Lazy Bones

Bubba Gray was having a meltdown. His wife and the business manager wanted him to accept a contract to restore an old rum runner, and Bubba was saying there was no way on earth that the cursed thing was coming into his yard. Lazy Bones had famously killed its owner, his lover, and two mobsters in the thirties when it brought Canadian whiskey into Maine harbors. It had spent thirty years in a shed, and according to Bubba, it was there the damned boat remained. His wife quietly argued that he either accepted the contract or found another way to extract the yard from eminent bankruptcy.

It wasn’t just that the Lazy Bones seemed to have been cursed. It was spectacularly cursed. On launch, the boat had rolled on its builder and crushed him. The reputation of having been christened in blood followed the boat. But an uncanny ability to disappear in fog, outrace the Coast Guard and slip into small harbors undetected had made it a money maker. The owners had wept when Prohibition got repealed.

 It seemed to drift from owner to owner, with no one holding it for more than a season. Its pattern of unfortunate accidents followed it too. It crushed one against a float in Bath. He slipped and fell into the water; the boat swelled against the float, breaking ribs, collar bones, and an arm. The wife of the next owner quietly committed suicide in the cockpit. The following day, she was found with her scarf tightly around the wheel. 

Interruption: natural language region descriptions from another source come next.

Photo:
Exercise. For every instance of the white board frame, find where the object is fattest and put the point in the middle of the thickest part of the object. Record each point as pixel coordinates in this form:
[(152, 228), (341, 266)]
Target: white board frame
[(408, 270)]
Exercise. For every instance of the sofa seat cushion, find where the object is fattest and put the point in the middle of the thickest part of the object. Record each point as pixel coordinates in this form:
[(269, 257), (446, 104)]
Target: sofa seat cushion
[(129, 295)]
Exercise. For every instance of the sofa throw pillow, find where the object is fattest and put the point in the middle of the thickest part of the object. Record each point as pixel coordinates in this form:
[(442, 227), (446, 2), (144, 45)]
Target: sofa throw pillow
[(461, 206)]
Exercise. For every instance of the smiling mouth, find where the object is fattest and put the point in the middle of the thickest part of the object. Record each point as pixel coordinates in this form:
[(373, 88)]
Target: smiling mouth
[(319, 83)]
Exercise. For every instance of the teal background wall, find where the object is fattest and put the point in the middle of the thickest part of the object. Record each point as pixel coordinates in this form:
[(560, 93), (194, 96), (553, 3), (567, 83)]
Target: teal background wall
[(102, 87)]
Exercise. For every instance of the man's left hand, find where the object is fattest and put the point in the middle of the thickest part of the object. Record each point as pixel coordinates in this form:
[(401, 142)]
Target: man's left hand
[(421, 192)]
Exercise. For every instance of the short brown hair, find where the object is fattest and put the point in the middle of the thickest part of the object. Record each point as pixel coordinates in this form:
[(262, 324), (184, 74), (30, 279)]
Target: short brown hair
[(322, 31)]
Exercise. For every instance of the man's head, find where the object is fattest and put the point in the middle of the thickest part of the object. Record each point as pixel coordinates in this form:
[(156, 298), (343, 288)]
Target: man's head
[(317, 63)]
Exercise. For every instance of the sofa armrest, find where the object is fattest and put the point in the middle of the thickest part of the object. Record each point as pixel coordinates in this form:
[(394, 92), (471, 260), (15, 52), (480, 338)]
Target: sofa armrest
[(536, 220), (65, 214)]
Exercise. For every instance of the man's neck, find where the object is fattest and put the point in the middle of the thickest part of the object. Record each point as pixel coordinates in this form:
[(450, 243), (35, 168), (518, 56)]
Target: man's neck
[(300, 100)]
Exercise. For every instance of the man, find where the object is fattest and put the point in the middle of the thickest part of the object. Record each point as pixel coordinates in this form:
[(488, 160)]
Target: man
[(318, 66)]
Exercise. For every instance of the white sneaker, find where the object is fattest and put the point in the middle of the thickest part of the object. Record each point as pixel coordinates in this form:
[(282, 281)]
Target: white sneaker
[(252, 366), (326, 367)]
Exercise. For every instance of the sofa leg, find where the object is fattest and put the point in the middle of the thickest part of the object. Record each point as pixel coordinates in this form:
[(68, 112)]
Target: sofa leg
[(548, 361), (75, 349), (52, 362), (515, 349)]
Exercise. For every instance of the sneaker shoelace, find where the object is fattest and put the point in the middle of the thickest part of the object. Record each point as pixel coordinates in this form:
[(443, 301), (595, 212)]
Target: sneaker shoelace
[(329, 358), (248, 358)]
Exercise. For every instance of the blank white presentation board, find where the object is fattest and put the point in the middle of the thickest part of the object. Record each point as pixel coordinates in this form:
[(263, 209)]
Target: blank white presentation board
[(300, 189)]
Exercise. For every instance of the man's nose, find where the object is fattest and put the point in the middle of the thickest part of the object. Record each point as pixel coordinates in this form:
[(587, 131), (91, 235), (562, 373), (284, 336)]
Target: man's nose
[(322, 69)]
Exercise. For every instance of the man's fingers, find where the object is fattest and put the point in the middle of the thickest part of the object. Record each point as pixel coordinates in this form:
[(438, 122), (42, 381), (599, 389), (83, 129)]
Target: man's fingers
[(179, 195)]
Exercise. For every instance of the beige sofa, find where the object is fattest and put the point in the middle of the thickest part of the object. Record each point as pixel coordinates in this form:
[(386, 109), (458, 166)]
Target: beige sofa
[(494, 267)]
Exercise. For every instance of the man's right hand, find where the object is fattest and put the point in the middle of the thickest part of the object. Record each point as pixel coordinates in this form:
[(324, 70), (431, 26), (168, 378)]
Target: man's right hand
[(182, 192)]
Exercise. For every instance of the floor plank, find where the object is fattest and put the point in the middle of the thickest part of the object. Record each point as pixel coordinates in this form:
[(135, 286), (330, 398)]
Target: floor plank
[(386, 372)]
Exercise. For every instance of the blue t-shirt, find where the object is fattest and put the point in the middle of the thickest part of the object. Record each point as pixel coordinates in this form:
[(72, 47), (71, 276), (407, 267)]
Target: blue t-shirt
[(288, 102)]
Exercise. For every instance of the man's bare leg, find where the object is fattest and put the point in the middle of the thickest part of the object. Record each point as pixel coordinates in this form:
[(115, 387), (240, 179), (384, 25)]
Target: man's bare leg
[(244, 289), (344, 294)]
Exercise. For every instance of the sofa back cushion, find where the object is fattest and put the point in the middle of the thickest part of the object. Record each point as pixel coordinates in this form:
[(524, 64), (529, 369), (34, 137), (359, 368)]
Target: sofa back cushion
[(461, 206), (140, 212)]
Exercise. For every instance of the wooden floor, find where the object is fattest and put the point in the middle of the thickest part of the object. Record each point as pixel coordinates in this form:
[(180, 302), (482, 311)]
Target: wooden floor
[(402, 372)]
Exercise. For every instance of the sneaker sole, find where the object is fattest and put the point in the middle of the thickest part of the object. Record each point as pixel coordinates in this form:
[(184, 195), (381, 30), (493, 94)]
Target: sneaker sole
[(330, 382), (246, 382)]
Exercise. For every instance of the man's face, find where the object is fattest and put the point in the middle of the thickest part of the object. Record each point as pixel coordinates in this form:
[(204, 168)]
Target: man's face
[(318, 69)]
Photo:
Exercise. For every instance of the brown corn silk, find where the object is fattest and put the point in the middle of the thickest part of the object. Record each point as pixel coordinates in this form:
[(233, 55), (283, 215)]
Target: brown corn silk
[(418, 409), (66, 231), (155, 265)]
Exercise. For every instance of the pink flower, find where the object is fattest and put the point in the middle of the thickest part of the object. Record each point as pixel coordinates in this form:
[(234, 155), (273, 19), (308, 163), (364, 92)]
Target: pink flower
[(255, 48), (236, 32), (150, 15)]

The boat did not age well; rumrunners like the Lazy Bones are not cheap to maintain. But, it’s like they always say, “if you have to ask the price, you can’t afford it.” So the boat was stowed in a shed screened behind years of old furniture, trunks, and household goods.

All this time, Lazy Bones was out of sight, but not mind. The boat was just infamous enough that it enjoyed a life in the town’s folklore. Tours of the waterfront always included retellings of the story of the Lobster racing boat Devil, and the Lazy Bones. According to rumors, these boats were seen on Halloween, racing in the harbor against low banks of clouds.

Against this background, the boat’s restoration began at Bubba Gray’s little boatyard. A canny business woman Evvie Gray charged entry to where the Lazy Bones restoration work was getting done. A natural storyteller, she wove threads of the boat’s history and lore into a powerful tale. Soon photos of her standing with the boat appeared in papers Like the Boston Globe and even the LA times. She re-did her wardrobe to be more dramatic for the Yankee Magazine spread that featured her and Lazy Bones against the background of the yard. 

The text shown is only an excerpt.